To reconstruct the image using trained model and to visualize block decomposition per scale like Fig. 4 in the paper, see [image_test.ipynb](image_test.ipynb) or [mesh_test.ipynb](mesh_test.ipynb)

Examples:










# :bulb: Implementation tricks

* Setting `num_workers=0` in dataloader increased the speed a lot.
* As suggested in *training details* on page 4, I implement parallel block inference by defining parameters of shape `(n_blocks, n_in, n_out)` and use `@` operator (same as `torch.bmm`) for faster inference.
* To perform block pruning efficiently, I create two copies of the same network, and continually train and prune one of them while copying the trained parameters to the target network (somehow like in reinforcement learning, e.g. DDPG). This allows the network as well as the optimizer to shrink, therefore achieve higher memory and speed performance.
* In validation, I perform inference in chunks like NeRF, and pass each chunk to cpu to reduce GPU memory usage.
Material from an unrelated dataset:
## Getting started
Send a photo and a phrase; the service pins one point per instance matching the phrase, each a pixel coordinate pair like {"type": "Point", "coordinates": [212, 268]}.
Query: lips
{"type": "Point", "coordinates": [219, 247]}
# :gift_heart: Acknowledgement

* Pluto image: [NASA](https://solarsystem.nasa.gov/resources/933/true-colors-of-pluto/?category=planets/dwarf-planets_pluto)

* Shibuya image: [Trevor Dobson](https://www.flickr.com/photos/trevor_dobson_inefekt69/29314390837)

* Tokyo station image: [baroparo](https://pixabay.com/photos/tokyo-station-tokyo-station-japan-641769/?download)

* [Stanford scanning](http://graphics.stanford.edu/data/3Dscanrep/)

* [Turbosquid](https://www.turbosquid.com/)

# :question: Further readings

During a stream, my audience suggested me to test on this image with random pixels:

![random](https://user-images.githubusercontent.com/11364490/168567099-56c226a8-9f79-4710-9291-cc7ecef26f6d.png)

The default `32x32` patch size doesn't work well, since the texture varies too quickly inside a patch. Decreasing to `16x16` and increasing network hidden units make the network converge right away to `43.91 dB` under a minute. Surprisingly, with the other image reconstruction SOTA [instant-ngp](https://github.com/NVlabs/instant-ngp#image-of-einstein), the network is stuck at `17 dB` no matter how long I train.

![ngp-random](https://user-images.githubusercontent.com/11364490/168567783-40a9c123-01af-472c-9885-e52a778df18e.png)

Is this a possible weakness of instant-ngp? What effect could it bring to real application? You are welcome to test other methods to reconstruct this image!